• ethnicity;
  • pain;
  • population survey;
  • race;
  • the United States

ABSTRACT Objectives: To investigate differences in reported pain and pain treatment utilization (use of over-the-counter and prescription pain medications, seeing a pain specialist, and use of complementary and alternative medicine) among minorities and nonminorities in the general population.

Design: Secondary analysis of a national probability survey conducted by the CBS News/New York Times in January 2003.

Sample: Adult population in the United States, 18 years or older, having a telephone line at home.

Measurements: The survey asked respondents a series of questions about demographics, pain characteristics, and utilization of pain treatment; logistic regression was used to identify variables predicting reported utilization of pain treatment.

Results: Of the 902 respondents completing the survey, 676 (75%) reported experiencing “any type of pain.” Of these, 17% reported being diagnosed with chronic pain. Minorities reported a higher average daily pain than Whites (4.75 vs. 3.72; p<.001).

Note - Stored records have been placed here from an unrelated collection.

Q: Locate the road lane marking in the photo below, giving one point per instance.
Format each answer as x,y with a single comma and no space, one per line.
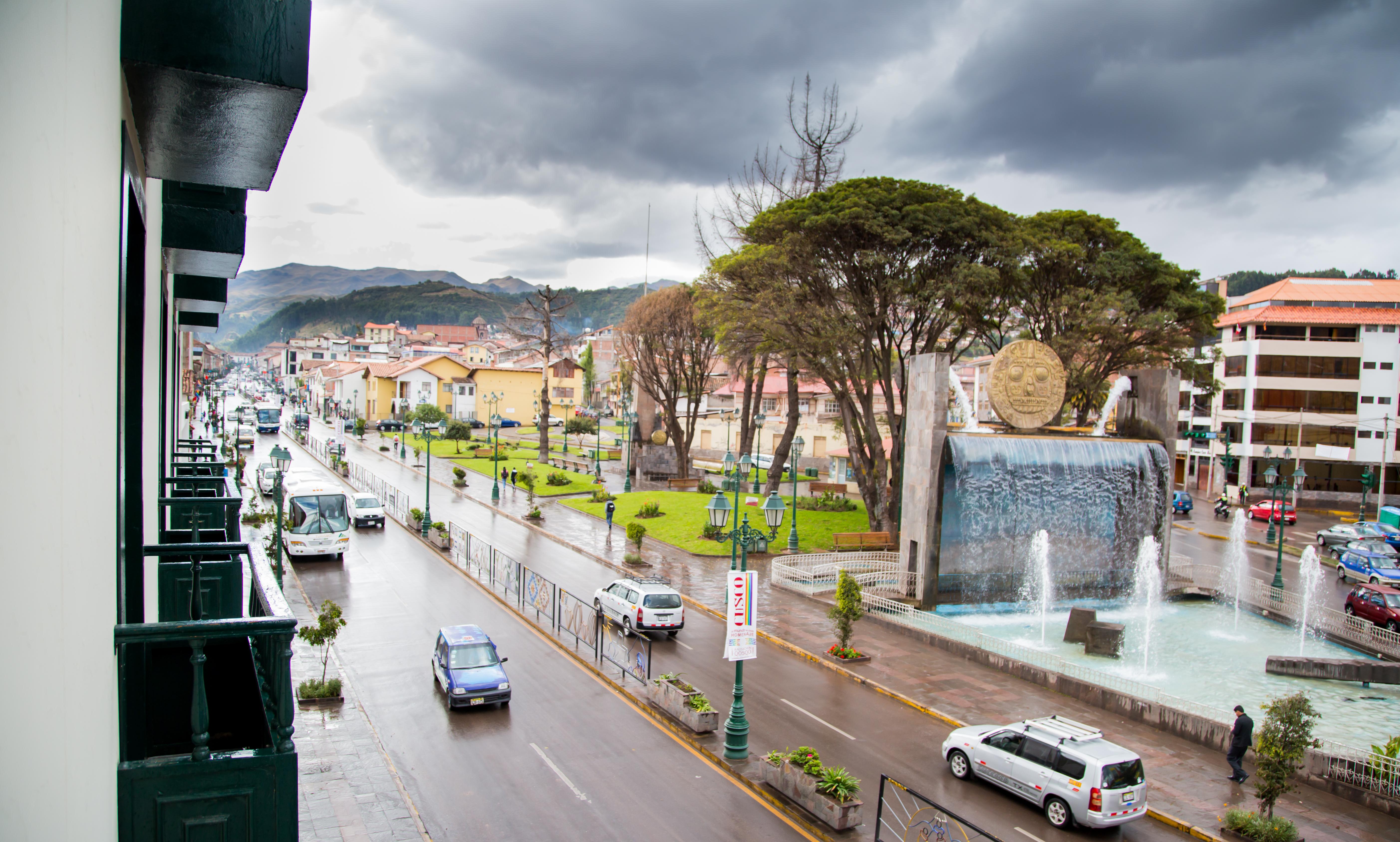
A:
818,719
558,771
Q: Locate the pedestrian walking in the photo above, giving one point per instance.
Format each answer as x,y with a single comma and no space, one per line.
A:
1241,737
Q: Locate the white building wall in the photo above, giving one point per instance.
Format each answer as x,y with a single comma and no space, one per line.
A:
59,235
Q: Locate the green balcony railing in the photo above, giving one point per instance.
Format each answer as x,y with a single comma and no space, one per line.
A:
206,714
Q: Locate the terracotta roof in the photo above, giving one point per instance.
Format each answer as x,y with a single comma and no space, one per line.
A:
1326,289
1312,316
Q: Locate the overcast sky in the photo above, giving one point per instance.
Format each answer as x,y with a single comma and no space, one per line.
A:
530,137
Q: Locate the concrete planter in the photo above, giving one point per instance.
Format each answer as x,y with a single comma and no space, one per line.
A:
864,659
800,787
673,700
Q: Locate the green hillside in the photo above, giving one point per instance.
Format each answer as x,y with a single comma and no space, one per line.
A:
429,303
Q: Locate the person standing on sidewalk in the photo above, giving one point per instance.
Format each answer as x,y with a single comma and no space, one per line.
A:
1241,737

However, race/ethnicity did not explain utilization of pain treatment; income, education, age, gender, and pain levels explained more variability in different pain treatment utilization variables than race/ethnicity.

Conclusions: Although minorities report higher pain levels than Whites, race/ethnicity does not explain utilization of treatment for pain. Future studies should consider more nuanced examination of interactions among race/ethnicity, pain, and socioeconomic variables.